Implications of Coronal Line Emission in NGC 4696

TL;DR

This paper introduces a new spectral modeling capability in CLOUDY, revisits coronal line observations in NGC 4696, and suggests the coronal gas is an interface rather than condensed intracluster medium, challenging previous cooling flow models.

Contribution

It provides updated predictions for coronal line ratios, analyzes observational data with these models, and proposes a new interpretation of the coronal gas origin in galaxy clusters.

Findings

Predicted [Fe XIV]/[Fe X] ratio ~3, higher than previous estimates.

Observations are inconsistent with simple cooling flow models.

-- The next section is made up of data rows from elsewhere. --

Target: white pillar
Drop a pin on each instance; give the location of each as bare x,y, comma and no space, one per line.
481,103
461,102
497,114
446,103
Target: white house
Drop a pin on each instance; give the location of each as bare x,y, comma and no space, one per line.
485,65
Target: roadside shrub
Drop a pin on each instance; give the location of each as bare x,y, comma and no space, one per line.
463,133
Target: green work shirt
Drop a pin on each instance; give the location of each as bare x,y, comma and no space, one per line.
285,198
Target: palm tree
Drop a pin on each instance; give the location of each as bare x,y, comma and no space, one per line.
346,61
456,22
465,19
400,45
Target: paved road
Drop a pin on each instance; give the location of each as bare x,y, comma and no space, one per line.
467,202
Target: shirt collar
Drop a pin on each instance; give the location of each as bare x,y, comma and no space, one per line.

Coronal gas likely forms an interface rather than condensing from the intracluster medium.

Abstract

We announce a new facility in the spectral code CLOUDY that enables tracking the evolution of a cooling parcel of gas with time. For gas cooling from temperatures relevant to galaxy clusters, earlier calculations estimated the [Fe XIV] {\lambda}5303 / [Fe X] {\lambda}6375 luminosity ratio, a critical diagnostic of a cooling plasma, to slightly less than unity. By contrast, our calculations predict a ratio ~3. We revisit recent optical coronal line observations along the X-ray cool arc around NGC 4696 by Canning et al. (2011), which detected [Fe X] {\lambda}6375, but not [Fe XIV] {\lambda}5303. We show that these observations are not consistent with predictions of cooling flow models. Differential extinction could in principle account for the observations, but it requires extinction levels (A_V > 3.625) incompatible with previous observations. The non-detection of [Fe XIV] implies a temperature ceiling of 2.1 million K. Assuming cylindrical geometry and transonic turbulent pressure support, we estimate the gas mass at ~1 million solar masses. The coronal gas is cooling isochorically. We propose that the coronal gas has not condensed out of the intracluster medium, but instead is the conductive or mixing interface between the X-ray plume and the optical filaments. We present a number of emission lines that may be pursued to test this hypothesis and constrain the amount of intermediate temperature gas in the system.